We study the query complexity of testing whether an unknown
f: \{+1,-1\}^n \to \{+1,-1\} is a signed majority function versus \epsilon-far from every signed majority function.
While it is known that the broader class of all linear threshold functions is testable with {\rm poly}(1/\epsilon) queries (independent of n), prior to our work the best upper bound for signed majority functions was
O(\sqrt{n}) \cdot {\rm poly}(1/\epsilon) queries (via a non-adaptive algorithm), and the best lower bound was \Omega(\log n) queries for non-adaptive algorithms.
As our main results we exponentially improve both these prior bounds for testing signed majority functions:
We give a {\rm poly}(\log n, 1/\epsilon)-query adaptive algorithm (which is computationally efficient) for this testing problem;
We show that any non-adaptive algorithm for testing the class of signed majorities to constant accuracy must make n^{\Omega(1)} queries. This directly implies a lower bound of \Omega(\log n) queries for any adaptive algorithm.

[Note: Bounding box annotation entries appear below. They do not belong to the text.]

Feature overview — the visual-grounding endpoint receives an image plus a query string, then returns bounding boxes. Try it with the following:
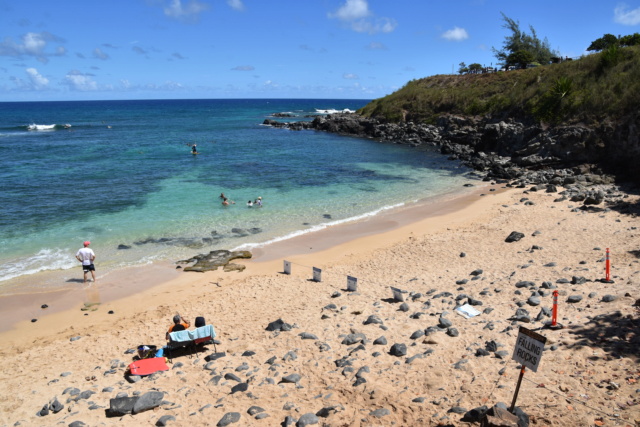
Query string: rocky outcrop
[178,250,252,273]
[263,114,640,185]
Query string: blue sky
[0,0,640,101]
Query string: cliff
[265,47,640,183]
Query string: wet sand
[0,186,640,426]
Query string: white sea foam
[0,248,78,282]
[232,203,404,251]
[315,108,355,114]
[27,123,71,130]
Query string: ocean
[0,99,473,296]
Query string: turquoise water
[0,100,478,293]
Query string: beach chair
[164,325,218,362]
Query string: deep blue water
[0,100,476,293]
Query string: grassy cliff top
[358,46,640,125]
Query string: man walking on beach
[76,240,96,283]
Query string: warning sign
[512,326,547,372]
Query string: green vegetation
[587,33,640,52]
[358,46,640,125]
[492,12,558,68]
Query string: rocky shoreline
[263,113,637,206]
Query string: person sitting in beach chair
[167,314,191,341]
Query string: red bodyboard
[129,357,169,375]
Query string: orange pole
[551,289,559,327]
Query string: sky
[0,0,640,102]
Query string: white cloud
[227,0,244,11]
[64,70,98,92]
[613,3,640,25]
[440,27,469,42]
[330,0,371,21]
[131,46,147,55]
[93,47,109,61]
[351,18,398,34]
[164,0,209,21]
[25,68,49,90]
[366,42,387,50]
[328,0,398,34]
[0,31,66,63]
[231,65,255,71]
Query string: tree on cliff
[587,33,640,52]
[491,12,558,66]
[507,50,535,68]
[587,34,618,51]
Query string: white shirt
[76,248,96,265]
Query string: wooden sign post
[347,276,358,292]
[509,326,547,413]
[313,267,322,282]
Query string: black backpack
[196,316,207,328]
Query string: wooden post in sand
[600,248,614,283]
[509,326,547,413]
[347,276,358,292]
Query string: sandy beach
[0,185,640,426]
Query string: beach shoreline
[0,184,640,426]
[0,181,488,340]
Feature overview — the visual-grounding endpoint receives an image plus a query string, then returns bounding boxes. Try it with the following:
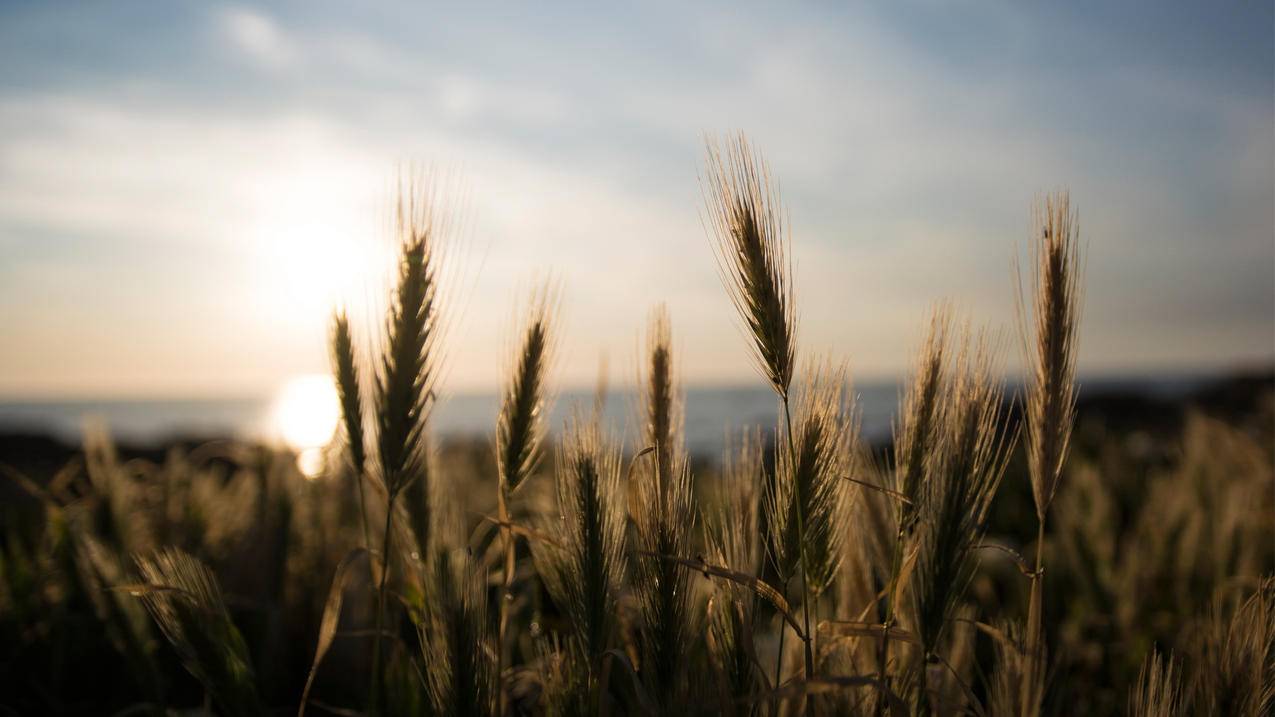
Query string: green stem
[783,394,815,699]
[876,523,905,714]
[368,492,395,714]
[496,481,514,714]
[354,468,372,552]
[1020,515,1044,714]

Our testing algorithm performs a sequence of restrictions together with consistency checks to ensure that each successive restriction is ``compatible'' with the function prior to restriction. This approach is used to transform the original n-variable testing problem into a testing problem over {\rm poly}(\log n, 1/\epsilon) variables where a simple direct method can be applied. Analysis of the degree-1 Fourier coefficients plays an important role in our proofs.